As I’ve mentioned in some previous posts, this unusual tradition started back at the end of the seventies.
It was Thanksgiving weekend, and the kids and I had just journeyed home after a rather strange family meal at the old homestead.
That particular event formed the core of a story I later wrote, called Family Values, which you can download for .49.
But aside from all that, the kids and I had crammed ourselves into my old VW bug—which, incidentally, had no working heater—and drove the 80+ miles south to our home in Fresno.
Huddled up in the back seat under blankets (which I had thought to throw into the car before the trip), we laughed and talked and tried whatever we could to forget what had transpired.

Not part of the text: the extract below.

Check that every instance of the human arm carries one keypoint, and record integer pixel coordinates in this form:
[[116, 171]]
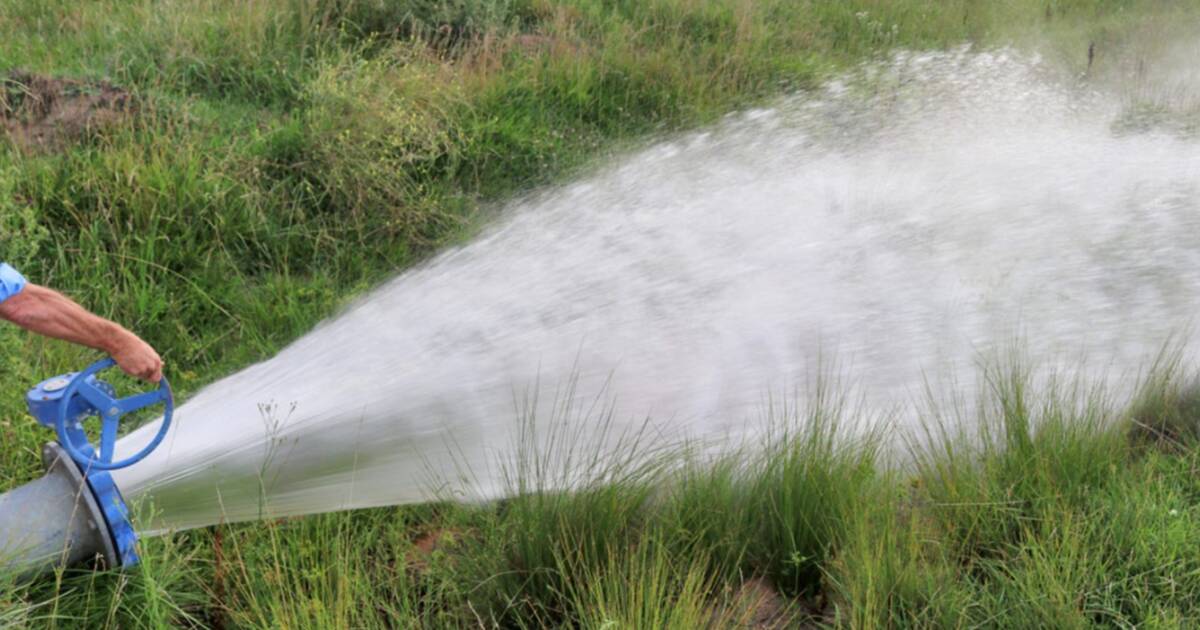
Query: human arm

When we got home, a friend awaited us, and the next day, he suggested that we all go out to the university, where he had discovered a really cool sculpture.
He then posed us all on the monument and captured the photo you see above.
My eldest son, who is now a photographer—Berlin Photographer, in fact—had already started his own venture into the shutterbug life. So five years later, he suggested that we recreate the original photo. And we did. The “kids” even attempted to mimic the original poses, and brought along the photo for a reference. They were all a lot taller, but they somehow managed.
Then we vowed to do the same event every five years. But alas, five years from that point, we called a friend of my son’s into service, and he did take the photo. But his camera had issues. (This was before digital cameras). So we didn’t capture the photo that year. But we did again three years later.